Photo by Apig A. via Yelp
Esso Mediterranean Bistro
Syrian cuisine is built heavily on vegetable dishes. This fact is most predominant in Syrian mezze, or a spread of small salad dishes used as an appetizer. Esso serves such specialties as lebni yogurt topped with walnuts, garlic, and peppers; muhammara, a blend of walnuts, bread crumbs, paprika, pepper paste and pomegranate juice; and boureg (or hand pies) stuffed with cheese.
Esso Mediterranean Bistro is at 17933 Ventura Blvd, Encino, (818) 514-6201.
Photo by Romy K. via Yelp
Alwadee Bakery & Restaurant
Lamb is a common meat used in Syrian cooking. Lamb kabob (or lamb skewers) are typically slow-broiled and garnished with mint or parsley. The meat is then served with cuts of tomatoes and onions. Alwadee also serves lamb as bemye, or a stew with okra and tomato.
Alwadee Bakery & Restaurant is at 311 S Brookhurst St., Anaheim, (714) 956-2997.
The city of Aleppo is the cradle of Syrian cuisine. Turkish, Greek, Armenian, and Arabic influences have all shaped the local fare there. At Aleppo's Kitchen, the Armenian soujouk is made with beef sausage, garlic, peppers, and coriander.
Aleppo's Kitchen at 513 1/2 S Brookhurst St., Anaheim, (714) 991-5000.
Photo by Windexian P. via Yelp
At times called Turkish coffee, Arabic coffee, and Armenian coffee, this espresso-style shot is served with the ground coffee beans left in the liquid, forming an almost mud-like base. Kebab Halebi calls their version Armenian coffee, and it is not to be missed (though, be forewarned, a sip may keep you awake for days on end).

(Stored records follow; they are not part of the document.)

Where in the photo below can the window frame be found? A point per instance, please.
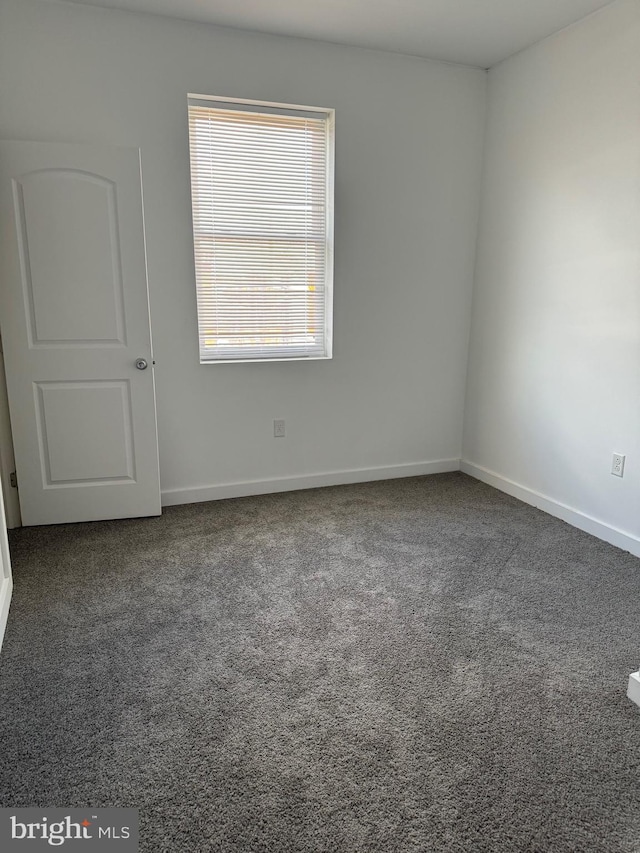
(246, 105)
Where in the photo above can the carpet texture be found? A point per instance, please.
(400, 667)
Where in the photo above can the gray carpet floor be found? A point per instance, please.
(401, 667)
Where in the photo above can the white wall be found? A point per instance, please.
(408, 152)
(554, 362)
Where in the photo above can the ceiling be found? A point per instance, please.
(472, 32)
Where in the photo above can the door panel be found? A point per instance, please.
(75, 319)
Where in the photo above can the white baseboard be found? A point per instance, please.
(633, 691)
(613, 535)
(5, 599)
(172, 497)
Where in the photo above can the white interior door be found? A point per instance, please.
(74, 315)
(5, 570)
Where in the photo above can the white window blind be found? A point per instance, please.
(261, 186)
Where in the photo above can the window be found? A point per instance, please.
(262, 198)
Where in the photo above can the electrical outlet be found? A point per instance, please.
(617, 465)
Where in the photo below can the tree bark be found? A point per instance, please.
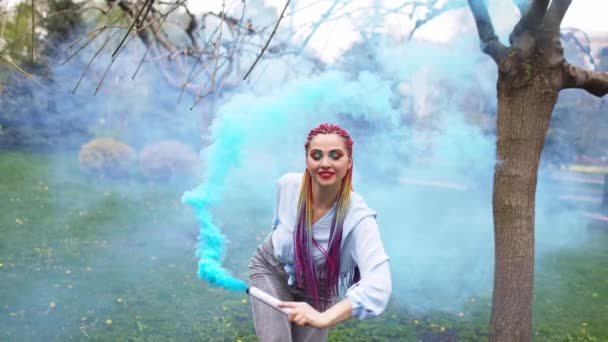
(525, 102)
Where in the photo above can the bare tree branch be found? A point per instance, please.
(585, 47)
(137, 20)
(532, 18)
(594, 82)
(268, 41)
(555, 14)
(522, 5)
(433, 13)
(489, 41)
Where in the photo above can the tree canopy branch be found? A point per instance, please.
(555, 14)
(532, 19)
(522, 5)
(594, 82)
(489, 41)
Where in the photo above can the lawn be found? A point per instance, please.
(83, 258)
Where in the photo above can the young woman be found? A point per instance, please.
(324, 240)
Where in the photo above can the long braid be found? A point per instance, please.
(307, 273)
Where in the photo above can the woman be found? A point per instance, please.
(324, 239)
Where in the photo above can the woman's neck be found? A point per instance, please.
(324, 197)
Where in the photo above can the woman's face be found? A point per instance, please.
(327, 159)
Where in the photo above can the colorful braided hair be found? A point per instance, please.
(323, 284)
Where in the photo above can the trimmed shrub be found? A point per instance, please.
(107, 157)
(168, 159)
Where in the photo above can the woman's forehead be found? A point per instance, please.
(327, 142)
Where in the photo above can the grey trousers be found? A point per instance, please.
(267, 274)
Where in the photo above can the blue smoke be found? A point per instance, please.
(424, 158)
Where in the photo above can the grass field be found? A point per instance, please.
(83, 258)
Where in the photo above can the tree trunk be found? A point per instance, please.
(525, 104)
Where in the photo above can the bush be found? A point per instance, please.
(168, 159)
(107, 157)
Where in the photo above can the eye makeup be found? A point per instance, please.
(333, 154)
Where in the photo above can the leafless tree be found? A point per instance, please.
(531, 72)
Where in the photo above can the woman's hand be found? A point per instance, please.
(301, 313)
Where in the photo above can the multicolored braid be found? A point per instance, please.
(322, 285)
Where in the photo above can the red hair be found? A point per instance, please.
(327, 128)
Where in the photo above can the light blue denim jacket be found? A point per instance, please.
(361, 246)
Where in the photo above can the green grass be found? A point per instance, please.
(83, 258)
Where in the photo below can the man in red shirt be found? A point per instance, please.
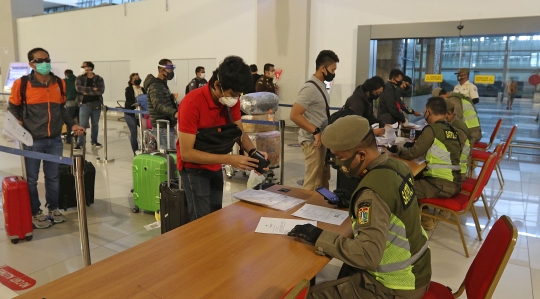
(206, 107)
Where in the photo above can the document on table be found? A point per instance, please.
(322, 214)
(269, 199)
(279, 226)
(16, 131)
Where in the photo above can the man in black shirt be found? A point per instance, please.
(90, 88)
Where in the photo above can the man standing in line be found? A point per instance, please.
(266, 82)
(38, 102)
(198, 81)
(311, 112)
(91, 88)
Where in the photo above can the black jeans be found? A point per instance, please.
(204, 191)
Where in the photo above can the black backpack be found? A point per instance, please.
(24, 83)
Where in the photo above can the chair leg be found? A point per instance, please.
(485, 205)
(476, 223)
(462, 237)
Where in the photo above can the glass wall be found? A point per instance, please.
(501, 56)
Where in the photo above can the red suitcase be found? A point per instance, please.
(17, 211)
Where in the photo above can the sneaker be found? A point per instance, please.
(57, 216)
(428, 223)
(40, 220)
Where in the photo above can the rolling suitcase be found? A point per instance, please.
(173, 204)
(17, 209)
(67, 197)
(149, 170)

Kebab Halebi is at 15333 Sherman Way, Van Nuys (818) 909-7105.
Photo by Troy K. via Yelp
Koko's Middle Eastern Restaurant
According to The Art of Syrian Cookery, the most predominant bread served at a Syrian meal is a large, thin, flat loaf that's torn by hand and used to scoop other food. At Koko's, the flat bread is used in several sandwiches, including lule kebab (or ground minced meat), shish chicken (grilled chicken cutlets), and a full chicken breast. For an added treat, try the anta kali (flat bread topped with lule kebab).
Koko''s Middle Eastern Restaurant is at 16935 Vanowen St., Van Nuys, (818) 708-1877.
Photo by Aina I. via Yelp
Tarboosh Middle East Kitchen
Halvah, or sesame paste sweetened with oil and sugar, is a delicious and traditional Syrian dessert treat. Baklava is another (and more widely-known) option. At Tarboosh, enjoy the knafeh (shredded wheat soaked in sweetened milk and filled with a lemon and rosewater tinged syrup) or ma'asoub (a soul-satisfying mix of dates, honey, banana, and butter).